By Suresh Unnithan
In the blistering heat of the Strait of Hormuz, a convoy of supertankers sways like ghost ships at a cancelled victory parade. Engines cold, crews listless, radio chatter laced with dark humour: “Trump said it would be over before the weekend—fast, beautiful, total domination. So why are we still floating here like the last guests at a party everyone else left?” A Marshall Islands-flagged giant breaks the static: “We’re waiting for the ‘any time I want it to end’ moment. Spoiler: it’s not coming.”
President Donald J. Trump, intoxicated by visions of historic accession—the ultimate legacy trophy of single-handedly humbling Iran—had pitched the campaign as effortless genius. “We’re going to win so fast, so big, your head will spin,” he thundered from Mar-a-Lago. “It’ll be very complete, pretty much over in the first hour.” He boasted Iran’s forces were “obliterated,” its navy “gone like nothing,” its nuclear sites “totally again obliterated—nothing left!” “We’ve already won in many ways,” he told adoring crowds, before the familiar pivot: “but we haven’t won enough. We go forward, more determined than ever.” Threaten the strait? “They will be hit TWENTY TIMES HARDER. Death, fire, and fury like never before.” He even joked sinking their ships was “more fun” than capturing them. The sales pitch was pure Trump: boundless enthusiasm, insatiable hunger for the knockout blow that would etch his name beside Lincoln and Reagan.
The shipping world believed the hype. Executives salivated at the promise of swift reopening and surging profits. Now they watch oil prices rocket while their vessels idle, turning liquid gold into very expensive floating inventory. A Greek captain vents on a private channel: “He said ‘quick in, quick out.’ The only thing quick was how fast our friends disappeared.”
Iran’s response was anything but the scripted collapse. Tehran unleashed firepower Israel had never anticipated—hypersonic and precision-guided missiles slicing through defenses to hammer Tel Aviv suburbs, military compounds, and civilian areas alike. Sirens wailed for days. Worse still for Washington, reports confirmed Iranian salvos striking the USS Abraham Lincoln and other U.S. naval assets and bases throughout the Gulf. Iran’s post-strike leadership, burning for vengeance, declared no compromise, only war. The strait remains choked, mines and threats keeping commerce frozen.

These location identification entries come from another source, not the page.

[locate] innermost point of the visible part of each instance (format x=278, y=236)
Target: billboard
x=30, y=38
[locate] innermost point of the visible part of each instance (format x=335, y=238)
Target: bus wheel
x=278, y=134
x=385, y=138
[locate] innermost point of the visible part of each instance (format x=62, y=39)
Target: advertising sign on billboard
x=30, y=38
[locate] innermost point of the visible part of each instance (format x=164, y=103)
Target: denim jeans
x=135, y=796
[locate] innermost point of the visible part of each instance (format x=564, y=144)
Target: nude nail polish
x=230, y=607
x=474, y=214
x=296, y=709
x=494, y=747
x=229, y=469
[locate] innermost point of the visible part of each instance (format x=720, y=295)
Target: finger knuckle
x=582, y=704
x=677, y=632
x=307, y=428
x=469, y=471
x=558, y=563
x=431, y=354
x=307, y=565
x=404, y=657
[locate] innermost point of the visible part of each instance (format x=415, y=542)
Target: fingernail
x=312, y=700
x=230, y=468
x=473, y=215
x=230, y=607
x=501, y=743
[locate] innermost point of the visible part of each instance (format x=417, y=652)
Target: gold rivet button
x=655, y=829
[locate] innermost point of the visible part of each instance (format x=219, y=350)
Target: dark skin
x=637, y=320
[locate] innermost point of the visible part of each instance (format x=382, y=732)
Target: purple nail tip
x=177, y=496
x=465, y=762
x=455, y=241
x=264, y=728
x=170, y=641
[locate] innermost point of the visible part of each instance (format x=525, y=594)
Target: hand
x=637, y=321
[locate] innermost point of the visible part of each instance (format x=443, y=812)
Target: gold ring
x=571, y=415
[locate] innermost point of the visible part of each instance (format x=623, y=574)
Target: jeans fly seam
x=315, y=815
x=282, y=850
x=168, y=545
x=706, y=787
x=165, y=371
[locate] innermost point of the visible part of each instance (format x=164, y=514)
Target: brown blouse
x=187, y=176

But the real story is Trump’s deepening isolation—a solitude so complete it almost deserves its own spotlight.
Inside the United States, the mood has curdled. Republican senators who once cheered “maximum pressure” now dodge cameras or offer tepid “we support the troops” lines while privately fuming about costs and casualties. MAGA rallies feel smaller, quieter; polls show even core supporters questioning the price tag. Casualty reports—including American service members—and the exodus of over 20,000 U.S. citizens from the region have turned bravado into unease.
Abroad, the abandonment is stark. NATO partners issued polite statements of “concern” before going radio-silent; no joint statements, no offers of matériel, no meaningful consultations. European capitals seethe quietly: France labeled it “strategic recklessness,” Germany reroutes energy flows while muttering about unilateral folly, the UK offers only the barest diplomatic cover. Japan—desperately reliant on Gulf oil—has said almost nothing publicly, instead quietly drawing down reserves and distancing itself from Washington’s adventure. Even traditional Gulf allies, once reliable Iran hawks, face domestic protests and complain bitterly about being blindsided with no warning.
Trump golfs on, phone in hand, undeterred. “We’ve won,” he insists from the fairway. “You never want to say it too early, but we won—big league.” He touts “epic fury,” “major, major strides,” and how the world will soon be “much safer”—any day now. The response from the stranded fleet is merciless sarcasm: one tanker flies a handmade banner, “Mission Accomplished: The Isolation Tour.” Another voice crackles over open frequency: “He wanted the grand accession so badly he forgot you need allies to hold the victory parade.”
The endgame recedes further each day. Iran pounds on, the strait stays strangled, prices soar, casualties mount, and Trump stands increasingly alone—cheered by a shrinking circle at home, ignored or mocked by former partners overseas. The tankers bob in gentle mockery, engines silent, waiting for the “any time he wants it to end” promises that history seems determined to ignore.
As night falls over Hormuz, the captains sigh in unison: “He said victory was coming. Turns out the only thing coming fast was the loneliness.”